Una volta compiuto un giro di ronda, la storia non finisce. L’anima continuerà a svolgersi ininterrottamente attraverso nuove fasi e luoghi che si approssimano sempre più attorno al centro dove risiede la quiete senza tempo. Questo è stato ripreso dal movimento spiraliforme che contraddistingue uno dei simboli più antichi dell’umanità. Nel suo studio sul Simbolismo della Spirale: la Via Lattea, la conchiglia, la rinascita (2017), Marco Maculotti riprende l’origine neolitica della spirale, presente in tutto il mondo presso la stragrande maggioranza delle culture primitive. La spirale, in verità legata al moto selenico della Luna e ai circoli spiraliformi della Via Lattea, scrive Maculotti «era considerata la rappresentazione simbolica della “Fonte Primigenia” dell’universo, adorata sotto forma di Dea Madre, dal cui “Utero Cosmico” tutte le anime provengono per poi ritornare». Questo implica che nel moto dell’anima esista un doppio movimento, che da nascita-vita-morte prevede anche un’inversione temporale, per così dire, che dalla morte riporta alla vita. Non a caso nel processo di individuazione J. Hillman commenta che «ciascun personaggio nel suo individuarsi porta con sé la sua trama scrivendo la sua storia in avanti e a ritroso».

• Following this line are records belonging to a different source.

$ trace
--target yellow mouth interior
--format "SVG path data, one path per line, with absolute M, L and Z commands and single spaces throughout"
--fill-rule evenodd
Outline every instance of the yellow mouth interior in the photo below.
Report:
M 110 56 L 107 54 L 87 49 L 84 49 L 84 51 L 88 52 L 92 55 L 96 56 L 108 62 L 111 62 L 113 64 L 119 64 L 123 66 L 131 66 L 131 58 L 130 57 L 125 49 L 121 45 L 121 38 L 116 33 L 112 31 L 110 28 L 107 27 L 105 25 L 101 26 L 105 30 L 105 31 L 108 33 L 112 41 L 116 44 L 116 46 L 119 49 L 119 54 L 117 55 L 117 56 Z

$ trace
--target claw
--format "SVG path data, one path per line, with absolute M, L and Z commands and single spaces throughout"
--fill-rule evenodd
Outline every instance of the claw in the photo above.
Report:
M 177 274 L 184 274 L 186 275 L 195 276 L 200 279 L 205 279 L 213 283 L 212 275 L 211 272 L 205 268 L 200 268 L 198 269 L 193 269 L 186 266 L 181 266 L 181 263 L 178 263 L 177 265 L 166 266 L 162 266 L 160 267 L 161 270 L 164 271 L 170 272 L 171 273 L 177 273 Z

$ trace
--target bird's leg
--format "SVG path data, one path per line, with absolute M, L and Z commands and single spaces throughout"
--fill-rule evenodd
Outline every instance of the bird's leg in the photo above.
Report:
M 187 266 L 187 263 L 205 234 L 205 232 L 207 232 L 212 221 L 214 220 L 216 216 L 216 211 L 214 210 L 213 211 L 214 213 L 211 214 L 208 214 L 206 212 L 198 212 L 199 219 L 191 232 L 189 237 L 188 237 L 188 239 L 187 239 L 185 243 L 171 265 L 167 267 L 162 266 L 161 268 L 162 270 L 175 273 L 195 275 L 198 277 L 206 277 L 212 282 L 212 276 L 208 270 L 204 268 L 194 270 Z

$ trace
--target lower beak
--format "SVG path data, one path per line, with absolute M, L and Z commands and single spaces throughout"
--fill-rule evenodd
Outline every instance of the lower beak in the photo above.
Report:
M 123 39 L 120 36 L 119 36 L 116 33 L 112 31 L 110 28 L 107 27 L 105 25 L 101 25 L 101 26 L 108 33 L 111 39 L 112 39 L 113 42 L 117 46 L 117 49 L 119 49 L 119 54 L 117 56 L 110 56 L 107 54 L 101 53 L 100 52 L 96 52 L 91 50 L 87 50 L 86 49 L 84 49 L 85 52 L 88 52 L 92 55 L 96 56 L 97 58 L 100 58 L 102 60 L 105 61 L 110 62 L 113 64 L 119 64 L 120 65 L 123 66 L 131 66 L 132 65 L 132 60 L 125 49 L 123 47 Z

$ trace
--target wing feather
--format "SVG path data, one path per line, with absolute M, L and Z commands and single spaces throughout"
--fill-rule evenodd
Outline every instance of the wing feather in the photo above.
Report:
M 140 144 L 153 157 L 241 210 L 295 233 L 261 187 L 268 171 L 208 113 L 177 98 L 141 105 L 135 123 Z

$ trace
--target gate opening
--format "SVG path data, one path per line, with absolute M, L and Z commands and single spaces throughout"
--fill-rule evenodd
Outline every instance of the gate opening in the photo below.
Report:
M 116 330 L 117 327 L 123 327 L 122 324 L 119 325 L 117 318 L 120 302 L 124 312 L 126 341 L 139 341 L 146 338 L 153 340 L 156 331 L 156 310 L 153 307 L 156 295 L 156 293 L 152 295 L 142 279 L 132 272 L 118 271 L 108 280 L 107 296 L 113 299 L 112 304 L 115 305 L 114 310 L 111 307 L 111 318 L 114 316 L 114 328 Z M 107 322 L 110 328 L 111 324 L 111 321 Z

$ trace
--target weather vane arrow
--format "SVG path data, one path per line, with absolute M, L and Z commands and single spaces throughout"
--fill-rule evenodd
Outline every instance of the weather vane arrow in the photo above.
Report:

Roccia megalitica con incisioni spiraliformi, Newgrange, Irlanda, 3200 a.C. circa

Il percorso interiore dell’uomo si svolge quindi su uno sviluppo complessivo spiraliforme che sempre ritorna su se stesso, ma ad una diversa intensità. L’anima pellegrina perfeziona la propria spaziotemporalità rifacendosi al ritmo con cui circola attorno al centro sempiterno del suo cammino. In La Spirale mistica. Il viaggio dell’anima (1971), J. Purce distingue la spirale archimedea, che cresce con un movimento costante attorno al centro, e la spirale logaritmica, che si allontana progressivamente dal centro. Entrambe le dinamiche sono scandite dal ritmo e dalla velocità dei vortici che riuniscono circolare e lineare assieme.

Per Purce la spirale non ha un naturale inizio o fine, né un centro o una periferia uniformi: questi elementi fluiscono in verità l’un nell’altro. «I cicli del divenire, i rotondi dell’esistenza, si spiralizzano e rivelano la loro origine creando un punto di vantaggio: dal suo stesso polo opposto, la sorgente può guardare e divenire cosciente di sé». Lo svolgimento lungo la spirale ha così il suo inizio nella sua fine e viceversa, riunisce in un singolo momento ciò che accade una volta sola e ciò che è accaduto per sempre. Invece di dividere il piano eterno e il piano cronologico, interiorità ed esteriorità, la spirale assume attraverso di sé un’immagine cosmologica essenziale.

Un angelo avvolge la volta celeste, Giudizio Universale, particolare dell’affresco, Chiesa di San Salvatore, Chora, Istanbul, XIV secolo.

Vedremo in seguito come questo ci porti ad esplorare in noi stessi una sensibilità universale per la rappresentazione dello spaziotempo anche in altre correnti animistiche, religiose e spirituali, come quelle orientali. L’anima non è solo legata alla nostra interiorità, ma determina il nostro ordinamento storico e secolare. I suoi moti sono i moti che scandiscono il tempo e rivelano lo spazio che chiamiamo mondo. Nella prossima parte delle cronosfere dell’anima, esploreremo l’interiorità attraverso le cronosfere dell’Oriente, assieme alle religioni occidentali, alla ricerca delle forme per guidarci nella crisi del contemporaneo.